Praful, like Fleabag, isn’t a particularly likeable character. The goof-ups she does in life might not earn her the audience’s sympathies. But she commands your attention. Her life, a murky mess, unfurls delightfully, thanks to the actor, Ranaut, who interprets it rather brilliantly. She perfects the quirks and dilemmas of the character in her inimitable style. It could be seen even in the most minor of the scenes, like where Praful runs towards her car after committing a bank robbery. There, she is an actress whose prime objective isn’t to look pretty on-screen. Sometimes, she performs like she is in a solo mime show, pushing her co-stars out of the frame. Sometimes, she is a subtle and complementing presence in the scene.

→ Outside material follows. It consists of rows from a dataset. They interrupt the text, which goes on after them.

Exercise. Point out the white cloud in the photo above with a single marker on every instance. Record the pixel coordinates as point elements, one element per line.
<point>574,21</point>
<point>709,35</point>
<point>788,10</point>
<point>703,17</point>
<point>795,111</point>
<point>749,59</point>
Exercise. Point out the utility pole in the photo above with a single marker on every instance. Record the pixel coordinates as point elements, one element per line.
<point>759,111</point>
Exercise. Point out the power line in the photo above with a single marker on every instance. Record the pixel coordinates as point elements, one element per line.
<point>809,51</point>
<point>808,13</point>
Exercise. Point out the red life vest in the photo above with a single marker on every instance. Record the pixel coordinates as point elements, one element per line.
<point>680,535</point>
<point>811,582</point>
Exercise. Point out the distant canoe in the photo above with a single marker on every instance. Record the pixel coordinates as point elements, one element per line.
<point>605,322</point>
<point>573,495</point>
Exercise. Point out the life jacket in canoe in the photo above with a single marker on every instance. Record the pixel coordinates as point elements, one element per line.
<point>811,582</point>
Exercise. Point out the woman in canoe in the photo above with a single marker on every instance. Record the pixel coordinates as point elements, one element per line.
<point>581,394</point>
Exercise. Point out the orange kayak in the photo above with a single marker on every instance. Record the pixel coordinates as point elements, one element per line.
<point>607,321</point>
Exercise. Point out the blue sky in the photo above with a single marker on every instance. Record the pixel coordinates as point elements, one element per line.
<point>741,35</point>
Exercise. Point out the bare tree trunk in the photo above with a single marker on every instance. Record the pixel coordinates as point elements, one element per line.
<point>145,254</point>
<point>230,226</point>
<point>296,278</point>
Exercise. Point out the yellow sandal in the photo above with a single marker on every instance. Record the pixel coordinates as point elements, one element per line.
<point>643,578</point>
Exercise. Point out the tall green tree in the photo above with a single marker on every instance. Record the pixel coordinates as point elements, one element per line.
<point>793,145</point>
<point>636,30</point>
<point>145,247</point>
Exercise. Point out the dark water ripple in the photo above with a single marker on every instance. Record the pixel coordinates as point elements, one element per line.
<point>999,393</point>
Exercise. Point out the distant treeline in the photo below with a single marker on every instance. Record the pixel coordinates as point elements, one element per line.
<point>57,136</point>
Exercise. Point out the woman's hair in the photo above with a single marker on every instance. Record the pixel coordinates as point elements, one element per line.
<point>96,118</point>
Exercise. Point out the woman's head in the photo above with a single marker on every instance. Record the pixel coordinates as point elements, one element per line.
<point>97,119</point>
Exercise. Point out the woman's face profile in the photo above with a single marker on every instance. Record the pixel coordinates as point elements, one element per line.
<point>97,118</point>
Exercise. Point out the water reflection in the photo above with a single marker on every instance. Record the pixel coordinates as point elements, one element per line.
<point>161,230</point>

But the film also wavers time and again, and characterisation becomes inconsistent. The scenes that you get when Praful lands in Las Vegas are great. Like a nondescript desi tourist in a flamboyant city, she goes around, bargaining with street vendors. Suddenly, the film moves on to another territory where Praful, a street-smart woman who had been carefully saving up her money for her beloved house, gets glamorously dressed up, and pours her hard-earned money down the drain in gambling business. The transition happens so quickly that it isn’t credible.
In a later scene, she takes Sameer (Sohum Shah), her fiance, to her favourite spot in the city – a meadow by the side of a lake. She spreads her arms, and tells him they are her wings. Looking up at the sky, she says, “This, what you feel right now, is freedom.” That type of romanticism doesn’t fit well in this film. The entire episode of robbery is presented like a lazy spoof. You don’t get a close look of the character’s mindset. Isn’t she scared? Does she feel lonely and tired? Is she enjoying this new identity as a bandit? What we get are scenes of token emotions. A scene where Praful watches her friend’s happy family and shedding tears. Another, where she is breaking the news of her new identity to Sameer.
The music is chirpy, assuring you that every crisis in Praful’s life would end up fine.
Recommended
For the most part, Mehta’s film is naturally humorous. It collapses whenever it makes effort to be funny and water-down the unfolding tragic tale. This eagerness to milk comedy from every possible situation is evident in Ranaut too. She, at times, overdoes her attempt at physical comedy, risking the credibility of her character. Sohum Shah’s portrayal of Sameer is interesting. He is the gentle yin to Praful’s aggressive yang. Despite the plot’s emphasis on the part where Praful shows signs of falling in love with this unfashionable good-hearted man, he isn’t an intrinsic element in this film. In fact, no one is an intrinsic part of this tale, but Praful. Simran, above all, is a film about a woman’s dazzling relationship with her mad whimsical self.